Annual home price growth fell from 19.3% to 17.3% between May and June.
“For context, during the 2006 downturn the strongest single-month slowing was 1.19 percentage points – about what we saw last month – and June topped that by 66%,” said Black Knight Data & Analytics President Ben Graboske.
However, while the slowdown was historic, home price growth would need to fall at this pace for a while yet before annual price appreciation returned to 5%.
“Still, while this was the sharpest cooling on record nationally, we’d need six more months of this kind of deceleration for price growth to return to long-run averages. Given it takes about five months for interest rate impacts to be fully reflected in traditional home price indexes we’re likely not yet seeing the full effect of recent rate spikes, with the potential for even stronger slowing in coming months,” Graboske said.
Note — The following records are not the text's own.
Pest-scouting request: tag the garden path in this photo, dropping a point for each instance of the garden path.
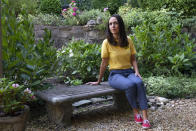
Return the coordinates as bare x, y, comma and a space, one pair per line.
177, 115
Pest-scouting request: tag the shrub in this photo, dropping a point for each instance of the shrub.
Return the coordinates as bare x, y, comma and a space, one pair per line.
13, 97
30, 6
80, 60
171, 87
85, 16
163, 50
24, 60
50, 6
187, 7
133, 17
46, 19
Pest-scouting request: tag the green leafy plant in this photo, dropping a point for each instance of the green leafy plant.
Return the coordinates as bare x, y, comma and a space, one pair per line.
25, 60
155, 43
50, 6
80, 60
46, 19
13, 97
180, 62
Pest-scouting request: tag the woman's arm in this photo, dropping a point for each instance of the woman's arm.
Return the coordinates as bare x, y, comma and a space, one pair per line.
134, 63
103, 66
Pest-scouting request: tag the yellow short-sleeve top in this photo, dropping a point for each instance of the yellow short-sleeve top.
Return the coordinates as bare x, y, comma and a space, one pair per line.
119, 57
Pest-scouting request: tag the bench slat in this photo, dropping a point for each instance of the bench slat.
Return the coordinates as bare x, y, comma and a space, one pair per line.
61, 93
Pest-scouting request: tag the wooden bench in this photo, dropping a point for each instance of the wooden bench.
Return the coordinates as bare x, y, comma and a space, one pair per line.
59, 99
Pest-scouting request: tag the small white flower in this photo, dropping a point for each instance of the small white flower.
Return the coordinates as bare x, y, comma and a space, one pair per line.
15, 85
71, 54
63, 51
27, 90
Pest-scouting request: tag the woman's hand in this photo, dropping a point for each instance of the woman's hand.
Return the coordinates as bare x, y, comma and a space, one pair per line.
93, 83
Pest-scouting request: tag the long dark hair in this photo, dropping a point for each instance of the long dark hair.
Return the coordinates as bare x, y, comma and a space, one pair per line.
122, 33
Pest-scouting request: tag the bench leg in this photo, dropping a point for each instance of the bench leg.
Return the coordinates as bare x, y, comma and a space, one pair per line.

At the local level, the slowdown was even more obvious, with 25% of major markets seeing prices lower by three percentage points. Four major markets saw a deceleration of four or more points just in June.
The slowdown coincided with the largest single-month gain in homes listed for sale in 12 years.
Black Knight’s data shows a 22% jump in the number of homes for sale over the last two months, but inventory is still down 54% from 2017-2019 levels. Inventory is short 716,000 listings across the country.
Metros are gaining inventory at differing rates, with some seeing inventory rise more quickly than the national rate. Those metros include San Jose, CA (-5.1%), Seattle (-3.8%), and San Francisco (-2.8%).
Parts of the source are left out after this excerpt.